For businesses preparing for DPP, HoldMyBill offers a practical starting point for managing post-purchase product data. It connects proof of purchase, warranty status, maintenance history, and product-specific information in a single chain that aligns with the DPP's direction.
Start by digitizing your current product documentation and warranty records. That alone moves you closer to DPP readiness while improving your customer experience today.
Frequently asked questions
When does the EU Digital Product Passport become mandatory?
The first mandatory deadline is February 2027 for battery passports. Textiles, electronics, and other product groups follow between 2027 and 2030. The timeline depends on your specific product category under the ESPR delegated acts.
What data does the Digital Product Passport require?
DPP requirements vary by product category but typically include material composition, environmental performance, origin data, repair instructions, spare parts availability, and end-of-life handling information. Batteries have additional requirements for carbon footprint and recycled content.

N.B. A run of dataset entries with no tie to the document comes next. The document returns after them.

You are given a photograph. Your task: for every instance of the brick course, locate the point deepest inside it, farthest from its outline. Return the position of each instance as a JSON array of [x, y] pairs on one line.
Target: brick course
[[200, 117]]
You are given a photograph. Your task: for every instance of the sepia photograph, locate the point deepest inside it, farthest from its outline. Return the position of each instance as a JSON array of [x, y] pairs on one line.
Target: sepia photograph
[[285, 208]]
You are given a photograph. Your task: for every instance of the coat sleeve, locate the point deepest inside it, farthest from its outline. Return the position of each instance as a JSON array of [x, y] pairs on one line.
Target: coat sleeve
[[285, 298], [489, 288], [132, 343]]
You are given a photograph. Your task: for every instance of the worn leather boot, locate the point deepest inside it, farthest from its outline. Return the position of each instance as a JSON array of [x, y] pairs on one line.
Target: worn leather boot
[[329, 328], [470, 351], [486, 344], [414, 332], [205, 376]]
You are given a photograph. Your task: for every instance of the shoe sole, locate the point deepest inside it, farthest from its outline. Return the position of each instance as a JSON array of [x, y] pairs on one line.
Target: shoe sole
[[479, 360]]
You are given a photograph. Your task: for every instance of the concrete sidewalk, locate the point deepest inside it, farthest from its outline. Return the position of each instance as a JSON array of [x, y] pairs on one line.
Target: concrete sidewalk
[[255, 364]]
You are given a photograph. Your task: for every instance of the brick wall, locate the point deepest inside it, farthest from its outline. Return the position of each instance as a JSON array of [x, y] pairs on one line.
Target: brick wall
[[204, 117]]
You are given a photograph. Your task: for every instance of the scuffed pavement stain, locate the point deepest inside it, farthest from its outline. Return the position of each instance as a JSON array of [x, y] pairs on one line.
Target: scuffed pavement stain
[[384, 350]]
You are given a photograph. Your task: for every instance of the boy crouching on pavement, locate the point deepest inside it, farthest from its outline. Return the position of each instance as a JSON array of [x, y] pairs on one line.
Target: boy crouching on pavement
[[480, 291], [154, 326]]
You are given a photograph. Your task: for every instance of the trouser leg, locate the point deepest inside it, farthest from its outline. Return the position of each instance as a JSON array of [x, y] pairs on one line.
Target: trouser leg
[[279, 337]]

Do I need a DPP for every single product unit?
Yes, the DPP requires unique identifiers at the product unit or batch level. Each item needs its own digital record that can be accessed throughout its lifecycle. This is a significant shift from SKU-level tracking that most businesses use today.
How does the DPP affect warranty management?
The DPP creates a natural connection between product identity and warranty records. Warranty terms, coverage periods, and claim history become part of the product's digital record, making them accessible to owners, service providers, and regulators as needed.
What happens if my business does not comply with DPP requirements?
Non-compliance with DPP requirements under the ESPR can result in market access restrictions, meaning you may not be able to sell affected products in the EU market. Specific penalties vary by member state implementation of the regulation.